Effect of Austenite Grain Size on Transformation Behavior, Microstructure and Mechanical Properties of 0.1C–5Mn Martensitic Steel

• Published in: ISIJ International Vol. 53; no. 12; pp. 2218 - 2225
• Main Authors: Hanamura, Toshihiro, Torizuka, Shiro, Tamura, Soutaro, Enokida, Shohei, Takechi, Hiroshi
• Format: Journal Article
• Language: English
• Published: Tokyo The Iron and Steel Institute of Japan 01.01.2013; Iron and Steel Institute of Japan
• Subjects: Applied sciences; austenite grain size; dilatometer; Exact sciences and technology; fine specimen; Fractures; image analysis tensile test; martensite; Mechanical properties and methods of testing. Rheology. Fracture mechanics. Tribology; Metals.

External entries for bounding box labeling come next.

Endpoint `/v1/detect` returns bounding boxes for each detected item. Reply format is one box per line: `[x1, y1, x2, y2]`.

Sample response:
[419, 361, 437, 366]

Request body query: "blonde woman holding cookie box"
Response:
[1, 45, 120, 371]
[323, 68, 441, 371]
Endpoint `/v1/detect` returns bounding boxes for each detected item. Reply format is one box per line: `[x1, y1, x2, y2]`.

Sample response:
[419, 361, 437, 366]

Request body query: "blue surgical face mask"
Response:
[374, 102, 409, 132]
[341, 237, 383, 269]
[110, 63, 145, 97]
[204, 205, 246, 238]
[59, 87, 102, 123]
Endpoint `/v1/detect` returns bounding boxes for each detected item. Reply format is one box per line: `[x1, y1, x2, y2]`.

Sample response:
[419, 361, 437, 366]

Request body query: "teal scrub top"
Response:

Metallurgy; Ms temperature; reduction in area; true fracture strain; true fracture stress; Grain size; Mn; Temperature; Martensitic steel; dilatometer; Rupture; Mechanical properties; true fracture stress; Ms temperature; true fracture strain; reduction in area; Image analysis; fine specimen; Austenite; austenite grain size; image analysis tensile test; Microstructure; Martensite
• ISSN: 0915-1559; 1347-5460
• DOI: 10.2355/isijinternational.53.2218

The effect of austenite grain size on martensitic transformation, particularly with regard to martensite structure, Ms/Mf temperatures, and mechanical properties was investigated in 0.1C–5Mn martensitic steel. Utilizing a newly developed experimental technique that makes it possible to examine phase transformation behavior and conduct tensile testing with the same specimen, we examined these relationships and obtained the following results. Ms temperature decreases as much as 40 K with a decrease in austenite grain size from 254 to 30 μm. Regarding martensite structure, the packet size and the block length decrease, while the lath width does not change, with the refinement of austenite grain size by about one tenth. Grain boundary density, especially high-angle grain boundary density, increases with decreasing austenite grain size. Tensile strength slightly increases though austenite grain size decreases about one tenth. However, reduction in area significantly improves particularly at refined grain sizes of 30 μm. True stress - true strain curves obtained up to fracture elucidates that the austenite refinement substantially improves true fracture strength and greatly increases true fracture strain of martensite, potentially invalidating the conventional concept of a trade-off between strength and ductility. Low C–5Mn martensitic steel produced from fine austenite shows a great possibility having an excellent total balance of strength, ductility and toughness.